Will PBOC’s Reserve Ratio Cuts Fuel Gains in Real Estate Prices?


The Chinese central bank’s abrupt decision to cut the required reserve ratio for commercial lenders has triggered concerns that the liquidity unleashed could fuel further gains in asset prices.

On 17 April the People’s Bank of China made the surprise announcement that it would be reducing the required reserve ratio for large-scale commercial banks, joint-stock commercial banks, municipal commercial banks, non-county rural village commercial banks and foreign-invested banks by 100 basis points starting from 25 April.

The reduction is expected to unleash 1.3 trillion yuan in liquidity, of which 900 billion yuan will be used to repay the medium-term lending facilities (MLF)  borrowed by lenders from PBOC as part of the latter’s open market operations.

The sudden release of such a sizeable volume of liquidity has triggered concerns within China that funds will eventually flow into the real estate or stock markets, particularly given the contribution made by ample liquidity to asset prices during the period from 2014 to 2017.

According to a research paper from Changjiang Securities entitled “A Historical Perspective on Market Trends Following Targeted Reserve Ratio Reductions (历史看,定向降准后的市场走势情况) the Chinese central bank has implemented a total of 8 required reserve ratio cuts since 2014, three of which were targeted (April 2017, June 2014 and June 2015), and five across the board (February 2015, April 2015, September 2015, October 2015 and March 2016).

The paper concludes that the Shanghai Composite Index and Shenzhen ChiNext Index showed a high probability of short-term gains in the wake of across the board reserve ratio cuts, although there was no pattern of price shifts following targeted reductions.



Liu Deng (刘澄), a professor at the Beijing Science and Technology University’s School of Business, said to China Economic Weekly that the required reserve ratio cut is only a “micro-adjustment,” and does not mark a shift in PBOC monetary policy towards greater loosening.

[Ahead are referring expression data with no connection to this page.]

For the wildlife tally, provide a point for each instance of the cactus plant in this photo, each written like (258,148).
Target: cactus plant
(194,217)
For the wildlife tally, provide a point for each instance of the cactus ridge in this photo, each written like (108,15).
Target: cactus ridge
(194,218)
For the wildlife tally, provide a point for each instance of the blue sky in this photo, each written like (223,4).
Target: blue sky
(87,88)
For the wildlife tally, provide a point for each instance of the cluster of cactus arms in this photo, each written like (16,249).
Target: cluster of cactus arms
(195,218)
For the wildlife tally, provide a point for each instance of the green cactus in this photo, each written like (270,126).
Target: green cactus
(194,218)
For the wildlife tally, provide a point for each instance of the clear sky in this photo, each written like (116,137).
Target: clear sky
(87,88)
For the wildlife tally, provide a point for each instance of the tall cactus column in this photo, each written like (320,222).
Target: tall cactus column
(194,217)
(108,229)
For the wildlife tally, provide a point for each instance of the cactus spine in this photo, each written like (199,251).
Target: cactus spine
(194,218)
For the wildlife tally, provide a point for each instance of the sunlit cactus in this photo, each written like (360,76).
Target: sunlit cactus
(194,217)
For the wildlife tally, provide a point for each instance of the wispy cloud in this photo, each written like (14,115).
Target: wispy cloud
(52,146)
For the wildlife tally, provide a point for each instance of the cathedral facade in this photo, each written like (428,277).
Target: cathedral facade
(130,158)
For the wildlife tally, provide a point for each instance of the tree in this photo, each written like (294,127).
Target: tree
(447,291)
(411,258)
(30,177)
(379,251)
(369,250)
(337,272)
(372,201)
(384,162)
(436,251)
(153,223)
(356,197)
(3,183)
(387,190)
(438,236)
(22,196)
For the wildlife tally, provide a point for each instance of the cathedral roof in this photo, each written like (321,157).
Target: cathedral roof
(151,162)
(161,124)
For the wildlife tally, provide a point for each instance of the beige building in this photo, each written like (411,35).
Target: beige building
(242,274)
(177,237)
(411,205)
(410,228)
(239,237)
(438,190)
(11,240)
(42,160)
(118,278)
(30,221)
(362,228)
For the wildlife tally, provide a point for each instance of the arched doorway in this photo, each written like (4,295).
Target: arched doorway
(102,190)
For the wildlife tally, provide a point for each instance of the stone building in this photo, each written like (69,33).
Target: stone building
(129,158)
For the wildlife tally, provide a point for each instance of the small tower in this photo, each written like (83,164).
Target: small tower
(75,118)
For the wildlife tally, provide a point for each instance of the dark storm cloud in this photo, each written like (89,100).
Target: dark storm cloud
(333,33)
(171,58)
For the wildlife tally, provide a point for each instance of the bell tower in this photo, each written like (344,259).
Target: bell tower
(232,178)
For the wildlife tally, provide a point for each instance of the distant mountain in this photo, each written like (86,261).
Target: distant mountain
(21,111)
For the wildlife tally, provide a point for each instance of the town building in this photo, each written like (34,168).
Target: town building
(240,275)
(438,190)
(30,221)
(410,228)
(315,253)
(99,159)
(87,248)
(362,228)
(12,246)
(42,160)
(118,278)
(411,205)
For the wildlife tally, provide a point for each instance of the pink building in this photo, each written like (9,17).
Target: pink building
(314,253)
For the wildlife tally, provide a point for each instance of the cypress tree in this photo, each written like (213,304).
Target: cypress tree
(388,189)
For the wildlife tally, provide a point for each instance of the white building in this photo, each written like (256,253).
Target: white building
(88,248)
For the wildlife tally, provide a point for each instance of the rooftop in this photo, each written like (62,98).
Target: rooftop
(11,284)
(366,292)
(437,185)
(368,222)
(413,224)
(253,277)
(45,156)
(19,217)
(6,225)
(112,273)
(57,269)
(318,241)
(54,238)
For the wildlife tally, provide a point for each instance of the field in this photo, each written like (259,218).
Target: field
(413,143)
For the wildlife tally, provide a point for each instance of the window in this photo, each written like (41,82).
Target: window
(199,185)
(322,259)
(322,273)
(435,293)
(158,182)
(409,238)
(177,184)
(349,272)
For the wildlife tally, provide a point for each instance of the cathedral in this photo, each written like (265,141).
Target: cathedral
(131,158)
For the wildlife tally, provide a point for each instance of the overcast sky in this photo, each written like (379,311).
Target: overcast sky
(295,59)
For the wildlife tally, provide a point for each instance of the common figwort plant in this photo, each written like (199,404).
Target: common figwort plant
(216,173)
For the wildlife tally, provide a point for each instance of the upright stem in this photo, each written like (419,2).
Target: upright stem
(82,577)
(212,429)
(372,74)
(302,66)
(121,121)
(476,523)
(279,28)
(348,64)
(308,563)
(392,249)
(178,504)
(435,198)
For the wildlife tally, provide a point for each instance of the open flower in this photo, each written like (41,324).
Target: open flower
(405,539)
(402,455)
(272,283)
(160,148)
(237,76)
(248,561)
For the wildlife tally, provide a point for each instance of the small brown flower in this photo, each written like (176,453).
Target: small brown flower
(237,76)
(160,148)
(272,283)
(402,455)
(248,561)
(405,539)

He expects the China Banking and Insurance Regulatory Commission (CBIRC) and PBOC to implement strict controls of the specific usage of funds by lenders, in order to ensure that liquidity flows towards enterprises.

In order to prevent the released funds from flowing into the real estate sector, PBOC has outlined clear restrictions on the usage of funds, requiring that financial institutions direct them towards lending for small and micro-enterprises.

PBOC has required that commercial lenders make appropriate reductions in financing costs for small businesses and improve financial services for them, as well as included these requirements in its macro-prudential assessments (MPA).

For this reason Deng does not expect the reserve ratio cut to have much direct impact upon China’s stock markets.

“However, this also sends the signal that the state wants economic stability, and hopes to reduce downward pressure on the economy,” said Deng. “For the stock market, this can also be viewed as a positive.”

Gu Yunchang (顾云昌), vice-chair of the Ministry of Housing and Urban-Rural Development’s specialist commission and chair of the National Real Estate Commercial League (全国房地产商会联盟), said that that the cuts are unlikely to spur gains in property prices in first or second-tier cities, given that the Chinese central bank’s determination to channel the funds towards small businesses in the real economy.

“The core of this reserve ratio cut is expanding support to the real economy,and small and micro-enterprises in particular,” said Gu.